Table 3 shows the risks of progression to proliferative diabetic retinopathy as recorded in the Early Treatment Diabetic Retinopathy Study . Screening Programmes need to accept a certain level of risk. In the English programme, we needed to decide whether we were prepared to accept a 6.2% risk or an 11.3% risk that a patient who has been screened and given a 1-year appointment develops proliferative DR before their next screen. We opted for the 11.3% risk which is the equivalent to moderate non-proliferative diabetic retinopathy on the ETDRS final Retinopathy Severity Scale . We also had to develop a definition for maculopathy referral based on two-dimensional markers. The ETDRS study did not classify maculopathy, but it did make recommendations on what constituted clinically significant macular oedema requiring laser treatment as shown in Table 4. We opted for three referral criteria, based on two-dimensional photographic markers and measurement of Visual Acuity:
Exudate within 1 disc diameter (DD) of the centre of the fovea (Fig. 2).
Circinate or group of exudates within the macula (Fig. 3).
Any microaneurysm or haemorrhage within 1DD of the centre of the fovea only if associated with a best VA of ≤ 6/12 (if no stereo) (Fig. 4).
A minimum screen resolution is recommended  when viewing the images for grading which has progressed as the technology of screens has advanced. The current minimum acceptable standard for screen resolution is a vertical resolution of 1080 (1920 × 1080) with an achievable and recommended standard of a minimum of 1200 (1920 × 1200 or higher). It is recommended that a minimum of 60% of the image should be viewable on the grading screen to avoid too much scrolling to see the full image.
To ensure that whole screening programme is provided by a trained and competent workforce a minimum qualification  is required for screeners and graders in the English programme. Evidence of ongoing continuous professional development and taking the monthly External Quality Assurance Test sets [29, 30] is also required—all 1500 graders in the English Screening Programme are required to take a monthly test set of 20 image sets and their grading of these images is compared against a guide grade. An International Version of the qualification  and the monthly test and training set  for screeners working outside the UK is available.

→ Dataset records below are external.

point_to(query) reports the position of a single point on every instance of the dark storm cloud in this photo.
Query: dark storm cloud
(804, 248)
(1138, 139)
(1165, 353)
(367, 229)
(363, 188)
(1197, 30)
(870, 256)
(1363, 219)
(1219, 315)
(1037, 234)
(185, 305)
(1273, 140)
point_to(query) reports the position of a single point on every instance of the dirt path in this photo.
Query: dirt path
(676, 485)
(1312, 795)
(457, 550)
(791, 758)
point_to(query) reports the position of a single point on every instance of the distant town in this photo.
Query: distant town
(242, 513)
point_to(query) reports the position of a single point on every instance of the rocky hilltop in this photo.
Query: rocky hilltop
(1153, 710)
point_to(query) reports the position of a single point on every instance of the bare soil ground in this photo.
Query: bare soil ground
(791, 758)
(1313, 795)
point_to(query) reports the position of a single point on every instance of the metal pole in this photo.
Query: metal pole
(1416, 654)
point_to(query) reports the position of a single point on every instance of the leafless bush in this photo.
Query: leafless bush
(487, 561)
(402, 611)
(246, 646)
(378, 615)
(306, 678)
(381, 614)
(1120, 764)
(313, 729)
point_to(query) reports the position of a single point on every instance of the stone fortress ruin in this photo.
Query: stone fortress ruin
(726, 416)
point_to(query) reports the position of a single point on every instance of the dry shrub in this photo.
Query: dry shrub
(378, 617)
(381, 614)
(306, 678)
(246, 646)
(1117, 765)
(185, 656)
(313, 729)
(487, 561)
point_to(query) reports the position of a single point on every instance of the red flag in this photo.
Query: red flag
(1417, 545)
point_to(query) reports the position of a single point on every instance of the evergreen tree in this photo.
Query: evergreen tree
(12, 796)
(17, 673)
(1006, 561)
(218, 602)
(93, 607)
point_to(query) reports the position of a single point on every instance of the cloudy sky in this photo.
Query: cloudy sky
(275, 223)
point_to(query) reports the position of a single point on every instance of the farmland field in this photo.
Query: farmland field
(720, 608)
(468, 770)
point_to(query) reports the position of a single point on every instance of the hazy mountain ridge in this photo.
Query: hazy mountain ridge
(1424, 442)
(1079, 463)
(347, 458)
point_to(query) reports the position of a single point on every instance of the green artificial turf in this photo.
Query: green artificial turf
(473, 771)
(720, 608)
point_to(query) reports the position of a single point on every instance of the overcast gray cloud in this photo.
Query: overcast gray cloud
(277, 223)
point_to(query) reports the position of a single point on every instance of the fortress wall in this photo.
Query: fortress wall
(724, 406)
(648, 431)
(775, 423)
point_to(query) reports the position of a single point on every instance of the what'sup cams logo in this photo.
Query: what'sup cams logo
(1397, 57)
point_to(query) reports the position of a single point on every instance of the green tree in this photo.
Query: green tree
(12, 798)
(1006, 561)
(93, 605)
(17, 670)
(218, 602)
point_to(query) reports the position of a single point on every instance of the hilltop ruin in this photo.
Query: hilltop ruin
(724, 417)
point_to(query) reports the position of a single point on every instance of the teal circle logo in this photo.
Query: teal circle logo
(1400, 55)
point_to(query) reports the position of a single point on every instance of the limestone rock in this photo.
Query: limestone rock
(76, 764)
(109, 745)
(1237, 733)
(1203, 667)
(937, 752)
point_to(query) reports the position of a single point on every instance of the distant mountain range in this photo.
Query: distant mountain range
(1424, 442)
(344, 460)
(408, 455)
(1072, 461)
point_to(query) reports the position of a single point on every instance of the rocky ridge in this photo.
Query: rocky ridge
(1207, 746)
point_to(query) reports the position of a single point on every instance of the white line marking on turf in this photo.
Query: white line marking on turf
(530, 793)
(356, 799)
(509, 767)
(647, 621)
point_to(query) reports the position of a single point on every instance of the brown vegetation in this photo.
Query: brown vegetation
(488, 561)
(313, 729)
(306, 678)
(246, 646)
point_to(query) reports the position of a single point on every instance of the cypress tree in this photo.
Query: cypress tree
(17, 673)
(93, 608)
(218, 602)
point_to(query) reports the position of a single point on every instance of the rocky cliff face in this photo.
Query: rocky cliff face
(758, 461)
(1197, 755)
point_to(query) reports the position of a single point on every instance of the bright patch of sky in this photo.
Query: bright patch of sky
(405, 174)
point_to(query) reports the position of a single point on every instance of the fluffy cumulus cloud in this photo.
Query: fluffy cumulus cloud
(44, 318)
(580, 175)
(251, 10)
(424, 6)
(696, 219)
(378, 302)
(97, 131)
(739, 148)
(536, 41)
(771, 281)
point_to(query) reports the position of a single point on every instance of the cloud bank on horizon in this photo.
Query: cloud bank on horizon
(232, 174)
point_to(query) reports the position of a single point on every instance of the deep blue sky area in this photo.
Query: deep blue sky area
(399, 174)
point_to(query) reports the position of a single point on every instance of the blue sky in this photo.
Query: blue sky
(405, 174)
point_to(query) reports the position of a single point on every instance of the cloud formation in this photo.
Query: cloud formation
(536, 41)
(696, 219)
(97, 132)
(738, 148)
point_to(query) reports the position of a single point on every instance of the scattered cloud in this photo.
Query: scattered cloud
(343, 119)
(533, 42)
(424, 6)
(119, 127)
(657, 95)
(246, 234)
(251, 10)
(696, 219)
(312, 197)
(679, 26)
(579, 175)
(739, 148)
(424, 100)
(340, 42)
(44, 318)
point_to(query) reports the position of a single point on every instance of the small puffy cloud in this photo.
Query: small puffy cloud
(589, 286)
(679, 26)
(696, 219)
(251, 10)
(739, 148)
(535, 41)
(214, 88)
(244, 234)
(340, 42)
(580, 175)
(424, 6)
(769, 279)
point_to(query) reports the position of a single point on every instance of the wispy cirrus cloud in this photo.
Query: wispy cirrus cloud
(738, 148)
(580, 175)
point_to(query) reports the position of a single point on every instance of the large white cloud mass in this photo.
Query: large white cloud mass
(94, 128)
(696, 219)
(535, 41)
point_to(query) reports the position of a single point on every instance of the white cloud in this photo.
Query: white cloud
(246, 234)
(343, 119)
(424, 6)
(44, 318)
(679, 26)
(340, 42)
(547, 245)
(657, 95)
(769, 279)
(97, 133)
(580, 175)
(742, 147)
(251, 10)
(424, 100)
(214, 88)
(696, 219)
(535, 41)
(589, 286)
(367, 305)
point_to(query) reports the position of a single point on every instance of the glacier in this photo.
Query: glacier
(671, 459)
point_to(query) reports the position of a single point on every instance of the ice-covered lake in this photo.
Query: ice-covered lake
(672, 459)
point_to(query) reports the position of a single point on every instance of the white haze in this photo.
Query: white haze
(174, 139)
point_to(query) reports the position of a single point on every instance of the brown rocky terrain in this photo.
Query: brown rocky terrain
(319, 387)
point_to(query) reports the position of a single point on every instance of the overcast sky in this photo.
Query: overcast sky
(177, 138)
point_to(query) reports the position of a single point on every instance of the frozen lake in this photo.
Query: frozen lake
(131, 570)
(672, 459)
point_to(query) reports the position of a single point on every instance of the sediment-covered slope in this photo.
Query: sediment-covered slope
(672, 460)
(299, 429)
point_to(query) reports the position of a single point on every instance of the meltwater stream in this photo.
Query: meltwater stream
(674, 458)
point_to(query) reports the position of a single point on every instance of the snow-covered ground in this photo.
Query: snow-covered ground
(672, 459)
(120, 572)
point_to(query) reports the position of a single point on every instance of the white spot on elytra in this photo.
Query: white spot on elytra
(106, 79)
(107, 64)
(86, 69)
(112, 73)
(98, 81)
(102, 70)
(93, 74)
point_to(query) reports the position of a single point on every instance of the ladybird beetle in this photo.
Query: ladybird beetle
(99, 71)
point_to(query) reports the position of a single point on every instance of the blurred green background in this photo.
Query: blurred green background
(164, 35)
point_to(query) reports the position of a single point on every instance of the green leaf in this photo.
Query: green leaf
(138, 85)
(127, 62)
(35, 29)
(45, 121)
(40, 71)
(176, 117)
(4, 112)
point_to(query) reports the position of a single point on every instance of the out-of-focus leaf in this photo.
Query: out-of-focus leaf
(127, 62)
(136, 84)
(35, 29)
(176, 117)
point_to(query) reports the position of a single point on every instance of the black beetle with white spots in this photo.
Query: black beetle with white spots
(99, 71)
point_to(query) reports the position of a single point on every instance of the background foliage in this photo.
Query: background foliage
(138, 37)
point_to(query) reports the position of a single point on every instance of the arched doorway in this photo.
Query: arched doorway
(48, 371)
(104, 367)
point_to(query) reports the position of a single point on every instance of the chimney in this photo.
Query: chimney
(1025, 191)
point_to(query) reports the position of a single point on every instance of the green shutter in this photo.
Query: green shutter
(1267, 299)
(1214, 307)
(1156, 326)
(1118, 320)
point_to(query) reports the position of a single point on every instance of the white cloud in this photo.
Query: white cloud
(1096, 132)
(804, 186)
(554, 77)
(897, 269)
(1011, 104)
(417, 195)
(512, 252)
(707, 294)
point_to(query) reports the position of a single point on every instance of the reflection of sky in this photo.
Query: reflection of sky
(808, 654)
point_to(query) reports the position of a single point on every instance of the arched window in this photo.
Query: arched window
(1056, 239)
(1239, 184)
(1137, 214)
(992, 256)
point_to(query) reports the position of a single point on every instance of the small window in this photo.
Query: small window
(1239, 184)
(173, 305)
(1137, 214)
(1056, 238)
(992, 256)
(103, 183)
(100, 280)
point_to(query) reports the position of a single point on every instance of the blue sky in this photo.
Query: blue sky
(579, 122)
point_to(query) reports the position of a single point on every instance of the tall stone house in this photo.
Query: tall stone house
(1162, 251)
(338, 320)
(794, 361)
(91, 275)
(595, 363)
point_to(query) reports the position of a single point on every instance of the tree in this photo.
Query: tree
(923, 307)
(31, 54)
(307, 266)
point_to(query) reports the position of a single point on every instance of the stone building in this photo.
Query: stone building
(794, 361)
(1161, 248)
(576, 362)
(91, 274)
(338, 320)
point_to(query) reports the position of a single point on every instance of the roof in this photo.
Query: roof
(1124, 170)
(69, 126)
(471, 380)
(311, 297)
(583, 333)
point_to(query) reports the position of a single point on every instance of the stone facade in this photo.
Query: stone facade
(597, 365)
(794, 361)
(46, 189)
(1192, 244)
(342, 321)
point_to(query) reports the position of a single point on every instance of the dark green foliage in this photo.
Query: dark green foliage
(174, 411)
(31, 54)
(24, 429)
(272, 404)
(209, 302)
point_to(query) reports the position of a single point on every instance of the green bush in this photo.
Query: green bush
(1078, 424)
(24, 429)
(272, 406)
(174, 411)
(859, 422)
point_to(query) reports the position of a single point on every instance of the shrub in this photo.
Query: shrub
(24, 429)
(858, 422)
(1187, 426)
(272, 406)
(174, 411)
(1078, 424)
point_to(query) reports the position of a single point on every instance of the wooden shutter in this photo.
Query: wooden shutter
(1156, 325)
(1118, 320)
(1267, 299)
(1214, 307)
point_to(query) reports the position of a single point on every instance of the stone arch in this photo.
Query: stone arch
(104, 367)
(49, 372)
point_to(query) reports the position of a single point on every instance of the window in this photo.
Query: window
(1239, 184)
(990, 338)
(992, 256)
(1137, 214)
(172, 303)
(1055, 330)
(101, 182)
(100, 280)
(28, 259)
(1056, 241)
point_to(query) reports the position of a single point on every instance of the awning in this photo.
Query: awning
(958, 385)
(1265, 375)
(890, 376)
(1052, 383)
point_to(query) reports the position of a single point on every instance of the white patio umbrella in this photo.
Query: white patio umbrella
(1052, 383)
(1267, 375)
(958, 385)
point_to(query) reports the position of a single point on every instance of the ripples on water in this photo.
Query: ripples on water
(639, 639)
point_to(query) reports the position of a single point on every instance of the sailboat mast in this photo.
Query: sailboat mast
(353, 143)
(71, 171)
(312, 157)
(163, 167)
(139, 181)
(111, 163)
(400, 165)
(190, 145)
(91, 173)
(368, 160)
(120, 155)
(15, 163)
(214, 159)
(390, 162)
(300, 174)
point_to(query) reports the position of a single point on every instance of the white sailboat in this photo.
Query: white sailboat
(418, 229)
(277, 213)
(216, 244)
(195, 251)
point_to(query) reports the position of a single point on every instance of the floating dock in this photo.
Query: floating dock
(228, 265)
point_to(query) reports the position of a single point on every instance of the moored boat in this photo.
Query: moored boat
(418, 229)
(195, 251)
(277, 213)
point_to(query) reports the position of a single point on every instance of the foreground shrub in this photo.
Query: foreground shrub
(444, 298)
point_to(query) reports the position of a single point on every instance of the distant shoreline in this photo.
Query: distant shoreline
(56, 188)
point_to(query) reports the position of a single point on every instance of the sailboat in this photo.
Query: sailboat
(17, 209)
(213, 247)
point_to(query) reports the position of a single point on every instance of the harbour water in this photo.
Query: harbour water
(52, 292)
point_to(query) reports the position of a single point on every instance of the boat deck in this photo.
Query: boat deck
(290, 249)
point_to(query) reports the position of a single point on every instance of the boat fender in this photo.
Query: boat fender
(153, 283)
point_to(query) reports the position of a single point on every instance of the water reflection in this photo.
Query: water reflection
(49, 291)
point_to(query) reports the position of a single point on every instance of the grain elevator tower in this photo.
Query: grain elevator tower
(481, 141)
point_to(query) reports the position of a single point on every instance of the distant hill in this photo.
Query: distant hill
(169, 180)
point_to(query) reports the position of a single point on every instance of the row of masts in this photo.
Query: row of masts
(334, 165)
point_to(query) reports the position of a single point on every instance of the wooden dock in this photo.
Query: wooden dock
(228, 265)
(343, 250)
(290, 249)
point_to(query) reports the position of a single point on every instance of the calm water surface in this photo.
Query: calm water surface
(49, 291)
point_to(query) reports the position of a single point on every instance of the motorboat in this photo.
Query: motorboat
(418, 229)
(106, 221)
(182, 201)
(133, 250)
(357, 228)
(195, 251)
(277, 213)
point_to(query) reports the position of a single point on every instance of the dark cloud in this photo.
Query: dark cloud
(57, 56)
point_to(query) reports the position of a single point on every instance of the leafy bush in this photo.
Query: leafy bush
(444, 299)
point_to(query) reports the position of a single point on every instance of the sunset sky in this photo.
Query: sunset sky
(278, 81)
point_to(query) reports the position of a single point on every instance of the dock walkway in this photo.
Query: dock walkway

An important part of any screening programme is the introduction of Quality Assurance. The purpose of introducing Quality Assurance is to reduce the probability of error and risk, ensure that errors are dealt with competently and sensitively, help professionals and organisations improve year on year, and set and keep under review national standards.
The NHS Diabetic Eye Screening Programme has developed three Key Performance Indicators and nine other Quality Standards . These are given in Table 5 with the three Key Performance Indicators being shown in the right-hand column. A programme board which includes local health service representatives and national Quality Assurance team representatives oversees the results of a programmes performance against the standards four times a year, and if a programme is performing poorly, they are expected to improve or the service may be recommissioned to be provided by a different provider. Graders who perform poorly on test sets undergo extra training and have all of their work second graded until their performance improves.
In addition, an External Quality Assurance visit to all regional programmes who undertake Diabetic Eye Screening as part of the NHS Diabetic Eye Screening Programme is undertaken every 3 years. EQA visits are an integral part of Diabetic Eye Screening Quality Assurance. Formal EQA visits to a screening programme provide the forum for a review of the whole multidisciplinary screening pathway and an assessment of the effectiveness of team working within the screening centre and associated referral sites.